Une fois le scénario écrit, Salvadori s'est consacré, comme à son habitude, à l’adaptation et aux dialogues seul : "de fait, c’est le début de la réalisation. Le rythme des dialogues, les descriptions, induisent déjà les plans et le ton."
Le style visuel du film est le fruit d'une collaboration étroite entre le réalisateur, la cheffe costumière et directrice artistique Virginie Montel, le chef décorateur Angelo Zamparutti, passionné par cette époque, et le directeur de la photographie Julien Poupard. Pierre Salvadori souligne : "Je n’avais jamais poussé aussi loin ce principe de collaboration, voire de fusion, entre décor, costume et image. Ça a été très payant, artistement et humainement."

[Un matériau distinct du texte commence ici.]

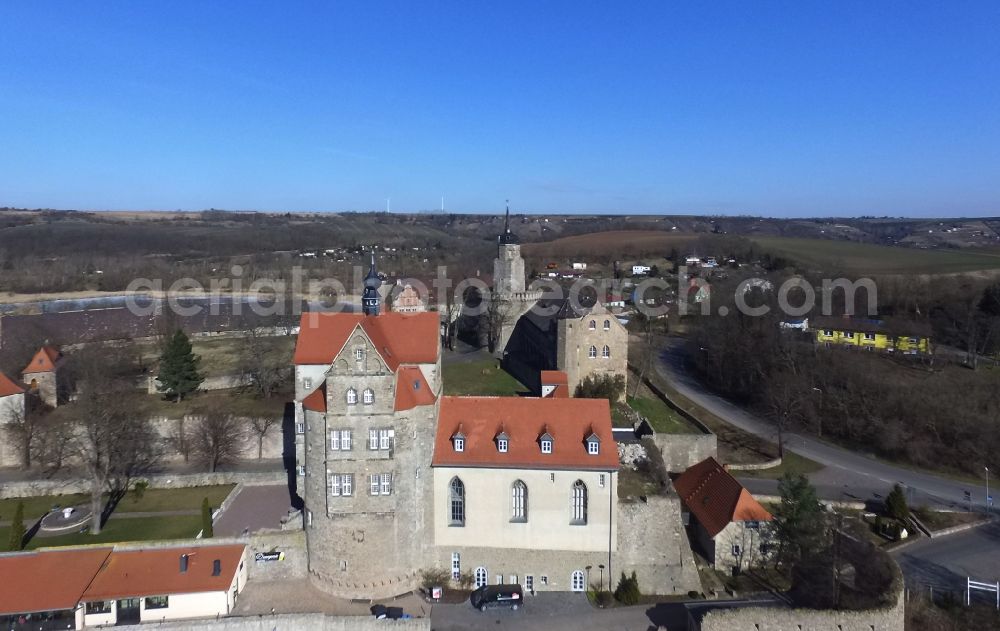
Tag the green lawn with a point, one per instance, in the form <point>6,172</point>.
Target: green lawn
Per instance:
<point>124,529</point>
<point>878,259</point>
<point>153,500</point>
<point>663,419</point>
<point>484,378</point>
<point>790,462</point>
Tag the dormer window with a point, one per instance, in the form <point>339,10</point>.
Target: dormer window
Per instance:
<point>545,440</point>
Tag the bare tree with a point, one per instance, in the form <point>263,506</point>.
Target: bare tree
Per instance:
<point>261,368</point>
<point>114,445</point>
<point>260,426</point>
<point>217,438</point>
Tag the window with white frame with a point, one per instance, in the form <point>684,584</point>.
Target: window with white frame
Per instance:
<point>579,512</point>
<point>340,440</point>
<point>519,501</point>
<point>341,484</point>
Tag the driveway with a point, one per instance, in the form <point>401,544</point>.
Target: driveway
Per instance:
<point>944,563</point>
<point>559,611</point>
<point>254,508</point>
<point>846,476</point>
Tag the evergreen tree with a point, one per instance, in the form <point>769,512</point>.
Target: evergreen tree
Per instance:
<point>17,529</point>
<point>179,374</point>
<point>895,504</point>
<point>207,531</point>
<point>800,526</point>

Le réalisateur ne voulait pas faire un film folklorique sur le monde du cirque, ou un film sur la peinture ou l’art : "C’est juste un arrière-plan. Ce qui me plaisait dans l’idée de Rebecca [Zlotowski] et Robin [Campillo] [co-scénariste de Planetarium, NDLR], c’est qu’elle m’ouvrait un chemin vers encore plus d’ironie, plus de fiction et donc de mise en scène".
La Vénus électrique marque la quatrième collaboration entre Pio Marmaï et Pierre Salvadori, après Dans la cour en 2014, En liberté ! en 2018 et La Petite bande en 2022. Le réalisateur déclare au sujet du comédien : "Lorsque j’écris pour Pio, tout est plus simple. Je le trouve poétique, insondable et inspirant. Je l’ai rencontré lors d’un festival, et ça a été comme un coup de foudre. D’emblée, il y a eu cet accord implicite de construire quelque chose avec lui."

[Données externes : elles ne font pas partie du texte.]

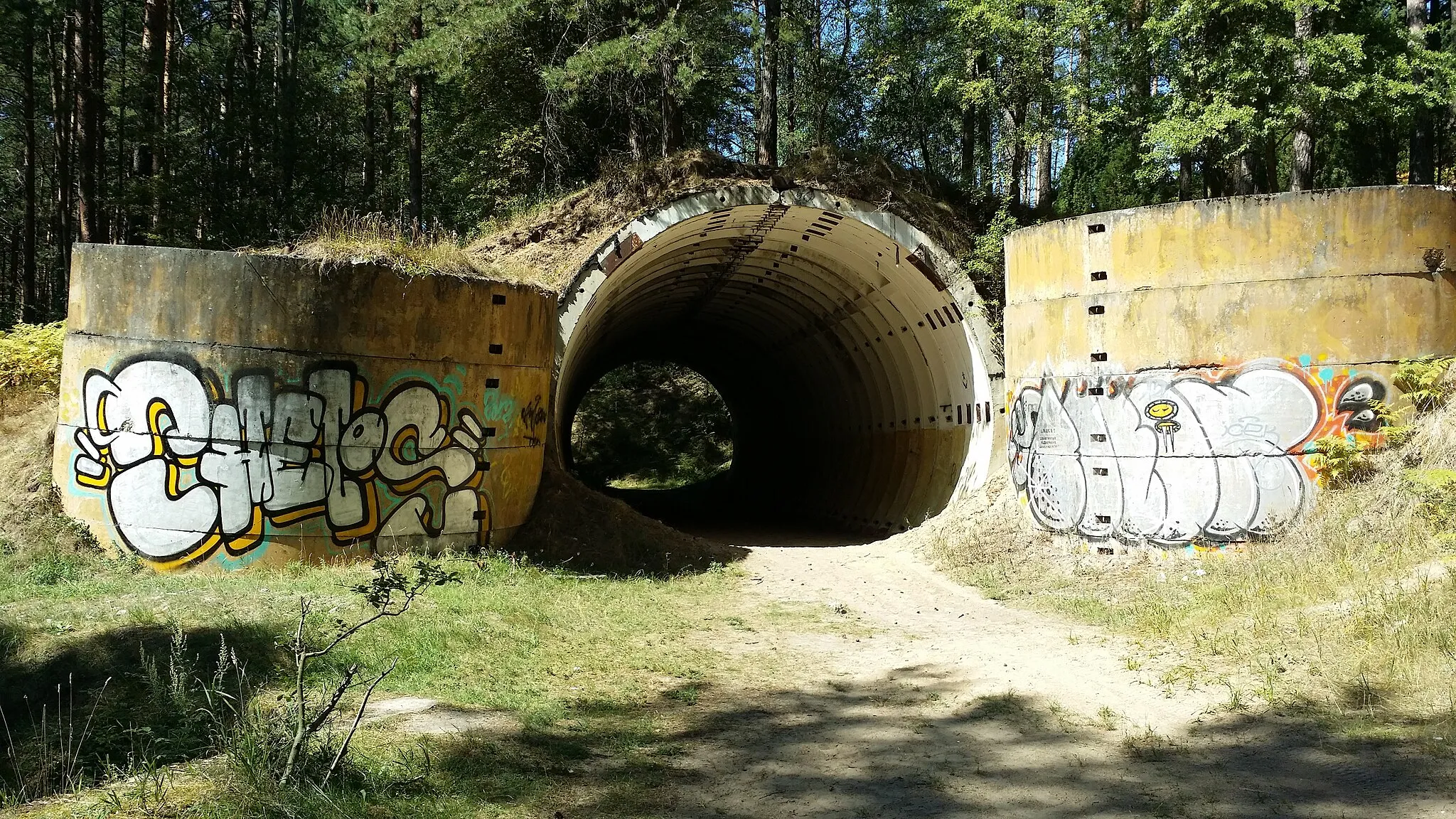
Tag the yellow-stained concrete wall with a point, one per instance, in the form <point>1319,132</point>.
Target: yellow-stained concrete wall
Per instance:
<point>223,410</point>
<point>1169,368</point>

À l'inverse de Pio Marmaï, c'est la première fois que Gilles Lellouche tourne sous la direction de Pierre Salvadori. Ce dernier se remémore : "Je l’ai vraiment découvert il y a longtemps, dans un film de Jacques Maillot, Un singe sur le dos. Il m’avait énormément impressionné dedans." Le réalisateur ne tarit pas d'éloges sur lui : "Gilles éclaire le texte, le rend simple même lorsqu’il est un peu trop écrit. Il en extrait tout ce qu’il peut en sortir, sans jamais en faire trop. Il comprend immédiatement le ton du projet et se met très vite à parler la langue du film. Il joue le film et pas le rôle."